Jakarta - Mahkamah Agung (MA) menolak kasasi jaksa atas kasus malpraktik dengan terdakwa dr Wida Parama Astiti. MA memutuskan dr Wida telah melakukan malpraktik sehingga pasien berusia 3 tahun meninggal dunia dan dijatuhi 10 bulan penjara.

Seperti dilansir dalam website Mahkamah Agung (MA), Jumat (22/3/2013), kasus tersebut bermula saat dr Wida menerima pasien Deva Chayanata (3) pada 28 April 2010 pukul 19.00 WIB datang ke RS Krian Husada, Sidoarjo, Jatim. Deva datang diantar orang tuanya karena mengalami diare dan kembung dan dr Deva langsung memberikan tindakan medis berupa pemasangan infuse, suntikan, obat sirup dan memberikan perawatan inap.

Keesokan harinya, dr Wida mengambil tindakan medis dengan meminta kepada perawat untuk melakukan penyuntikan KCL 12,5 ml. Saat itu, dr Wida berada di lantai 1 dan tidak melakukan pengawasan atas tindakan perawat tersebut dan Deva kejang-kejang. Akibat hal ini, Deva pun meninggal dunia. 

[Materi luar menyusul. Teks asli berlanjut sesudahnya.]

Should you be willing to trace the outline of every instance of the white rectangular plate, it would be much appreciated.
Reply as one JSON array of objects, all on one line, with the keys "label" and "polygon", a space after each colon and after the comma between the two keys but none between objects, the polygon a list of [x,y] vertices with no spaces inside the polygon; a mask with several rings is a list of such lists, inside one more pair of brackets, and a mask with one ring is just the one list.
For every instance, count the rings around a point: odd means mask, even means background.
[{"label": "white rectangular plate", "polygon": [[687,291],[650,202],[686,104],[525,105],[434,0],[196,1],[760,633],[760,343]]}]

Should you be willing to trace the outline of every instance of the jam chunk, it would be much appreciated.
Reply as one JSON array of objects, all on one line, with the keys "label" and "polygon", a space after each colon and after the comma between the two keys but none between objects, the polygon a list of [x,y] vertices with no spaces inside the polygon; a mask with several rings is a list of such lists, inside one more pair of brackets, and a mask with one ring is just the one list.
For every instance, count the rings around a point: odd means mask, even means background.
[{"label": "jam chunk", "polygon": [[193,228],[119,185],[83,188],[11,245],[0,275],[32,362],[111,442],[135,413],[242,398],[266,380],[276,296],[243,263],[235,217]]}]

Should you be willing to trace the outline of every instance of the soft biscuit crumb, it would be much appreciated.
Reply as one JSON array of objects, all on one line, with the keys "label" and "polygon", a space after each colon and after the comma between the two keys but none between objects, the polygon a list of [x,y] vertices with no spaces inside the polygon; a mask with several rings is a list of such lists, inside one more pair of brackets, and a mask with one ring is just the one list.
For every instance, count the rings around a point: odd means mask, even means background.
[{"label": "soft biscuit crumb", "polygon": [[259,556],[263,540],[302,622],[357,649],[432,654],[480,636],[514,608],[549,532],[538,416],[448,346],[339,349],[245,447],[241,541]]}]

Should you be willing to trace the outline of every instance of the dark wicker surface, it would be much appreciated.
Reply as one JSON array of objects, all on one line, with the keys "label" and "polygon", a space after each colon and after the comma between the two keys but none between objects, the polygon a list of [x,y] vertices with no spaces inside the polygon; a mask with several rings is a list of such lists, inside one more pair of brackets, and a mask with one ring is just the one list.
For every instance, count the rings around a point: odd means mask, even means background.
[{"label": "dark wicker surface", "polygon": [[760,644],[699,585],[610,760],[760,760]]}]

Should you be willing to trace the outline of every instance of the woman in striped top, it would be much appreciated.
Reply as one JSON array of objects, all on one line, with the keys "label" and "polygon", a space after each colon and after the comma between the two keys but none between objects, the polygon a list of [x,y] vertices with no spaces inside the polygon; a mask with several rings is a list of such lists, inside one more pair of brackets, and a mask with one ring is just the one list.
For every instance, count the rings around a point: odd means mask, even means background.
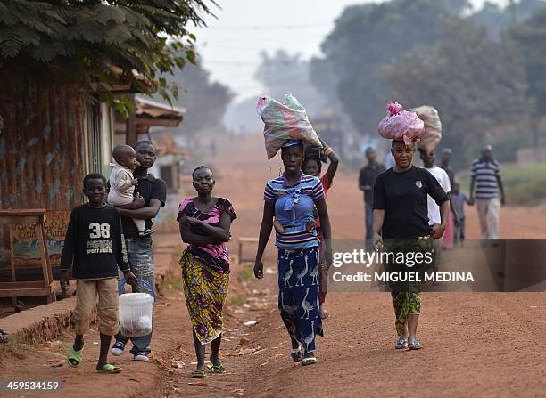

"Berdasarkan keterangan ahli, seharusnya penyuntikan KCL dapat dilakukan dengan cara mencampurkan ke dalam infuse sehingga cairan KCL dapat masuk ke dalam tubuh penderita dengan cara masuk secara pelan-pelan," demikian papar dakwaan jaksa.

Lantas, dr Wida diproses secara hukum dan pada 1 Juni 2011 Kejaksaan Negeri Sidoarjo menuntut dr Wida dijatuhkan hukuman 18 bulan penjara karena melanggar Pasal 359 KUHP. Tuntutan ini dipenuhi majelis hakim Pengadilan Negeri Sidoarjo pada 19 Juli 2011. Namun terkait lamanya hukuman, majelis hakim memutuskan dr Wida harus mendekam 10 bulan karena menyebabkan matinya orang yang dilakukan dalam melakukan suatu jabatan atau pekerjannya.

Putusan ini dikuatkan Pengadilan Tinggi Surabaya pada 7 November 2011. Namun jaksa tidak puas dan melakukan kasasi ke Mahkamah Agung (MA). "Putusan Pengadilan Tinggi sangat ringan sehingga tidak memenuhi rasa keadilan yang hidup dalam masyarakat dan tidak membuat jera pelaku atau orang lain yang akan melakukan perbuatan yang sama," demikian alasan kasasi jaksa. Namun, MA berkata lain.

"Menolak permohonan kasasi dari Jaksa Penuntut Umum Kejaksaan Negeri Sidoarjo," demikian putus MA yang diketok olah majelis hakim Dr Artidjo Alkostar, Dr Sofyan Sitompul dan Dr Dudu D Machmuddin pada 28 September 2012 lalu.